Sunday, December 27, 2020

A Year of Puzzles

Yesterday I saw this tweet Annie Perkins tweet and immediately loved the idea of this puzzle. The idea is to use the pieces to cover up everything except for today's month and date. I love puzzles, but this one is a special puzzle that changes every day! Annie shared this link so that admirers could buy one. I did and I hope people will buy one because, in addition to being fun, it looks beautiful. But, if I want to use this puzzle in my classroom, especially in my socially-distanced-pandemic classroom, with all my students, a digital copy makes a little more sense.

As a result, I set out to make a digital version of the puzzle. At the risk of venturing into long-winded-descriptive-recipe-blogger territory, I'll briefly describe my process. Lots of Google re-creations for me are Google Drawings, so I started there by inserting a Table. Then I used the shape tool to make a square that I used as a template to adjust the width and height of the table's cells until they were squares. I shaded in the cells of the table that I didn't need and added text and numbers to complete the puzzle frame. Then I copied and pasted my square template to build all the pieces out of identical squares. Then used "Group" to lock the squares together into the pieces. Voila! Digital puzzle. 

 


You can click here to get your own view-only version. It doesn't look nearly as lovely as the original physical version, but it will do the job. Make a copy (File menu > Make a copy) for one you can edit or share with your own students. When you click on a piece, you will get blue handles. Hover on the circular one to click and turn it. You can use the Rotate function (Arrange menu > Rotate) to rotate the pieces over if you need to flip them. I like the idea of giving each student a copy to solve daily, like a personal puzzle table. 

Final thought: It was easier for me to make the puzzle than to solve the puzzle!

Saturday, December 26, 2020

Pro Tip: Restrict Access to Worksheets in Google Sheets

 

Let's say you're tracking data on students and you want to look at all the data for your students in one spreadsheet, but you'd like to share certain data on certain students with various people. Seems like it should be easy to give different people access to different tabs, right?

Several times this year I have wanted to have a spreadsheet where I accumulate data of one type or another and I share one or more worksheets (or tabs or pages) of the spreadsheet with people to view. What I have found is that while you can give people editing rights to certain worksheets, there is not a native way to restrict viewing access to one worksheet. I did find a workaround and I am sharing it here in case you also need this functionality. I admit that the workaround is not as easy as clicking the share button and making some changes, but it's not as hard as it might initially look either.

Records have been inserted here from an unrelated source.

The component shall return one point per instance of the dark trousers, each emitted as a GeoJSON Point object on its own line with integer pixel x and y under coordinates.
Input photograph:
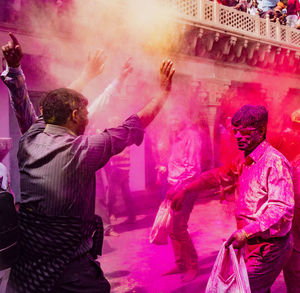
{"type": "Point", "coordinates": [82, 275]}
{"type": "Point", "coordinates": [264, 261]}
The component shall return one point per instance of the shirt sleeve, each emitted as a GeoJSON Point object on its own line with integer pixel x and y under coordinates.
{"type": "Point", "coordinates": [104, 99]}
{"type": "Point", "coordinates": [94, 151]}
{"type": "Point", "coordinates": [280, 205]}
{"type": "Point", "coordinates": [14, 79]}
{"type": "Point", "coordinates": [222, 178]}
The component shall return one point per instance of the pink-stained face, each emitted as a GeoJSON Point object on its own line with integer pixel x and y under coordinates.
{"type": "Point", "coordinates": [247, 138]}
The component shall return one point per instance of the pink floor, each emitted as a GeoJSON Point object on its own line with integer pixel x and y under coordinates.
{"type": "Point", "coordinates": [132, 264]}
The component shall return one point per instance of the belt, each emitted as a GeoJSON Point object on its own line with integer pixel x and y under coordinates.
{"type": "Point", "coordinates": [259, 240]}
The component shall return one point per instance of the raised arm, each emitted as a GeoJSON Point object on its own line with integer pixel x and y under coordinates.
{"type": "Point", "coordinates": [223, 178]}
{"type": "Point", "coordinates": [149, 112]}
{"type": "Point", "coordinates": [93, 68]}
{"type": "Point", "coordinates": [14, 79]}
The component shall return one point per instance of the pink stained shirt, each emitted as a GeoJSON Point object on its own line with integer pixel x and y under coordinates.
{"type": "Point", "coordinates": [265, 201]}
{"type": "Point", "coordinates": [185, 160]}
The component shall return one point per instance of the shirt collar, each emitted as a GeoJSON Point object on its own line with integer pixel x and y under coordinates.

  1.  Create a spreadsheet that will hold all the data that you want to share. This will be your master copy of the data that only you can access. Organize the data in a way that will make it easy to export and share.
  2. Create another spreadsheet that will pull data from the master copy. This new spreadsheet is the one you will share with viewers.
  3. In the spreadsheet you will share, click in cell A1 and type this formula:

            =IMPORTRANGE("spreadsheetURL","worksheetname!cellrange") 

           Replace the items in red above with information from your master copy of the data.

spreadsheet URL: Copy the web address of the spreadsheet that is your master copy of the data and paste it between the quotation marks.

worksheetname: Between the quotation mark and the exclamation point, type the name of the worksheet (or tab or page) from the master copy of the data where the data you will export can be found.

cell range: list the first and last cell from the worksheet you selected that you want to import. The first and last cell will be separated by a colon. The cell range A1:J30 will import data in cells A1 through J30.

The first time you import the data, you may have to grant permission for the spreadsheets to talk to each other, but after you grant permission, if you update your master copy of the data, the second spreadsheet will automagically update as well.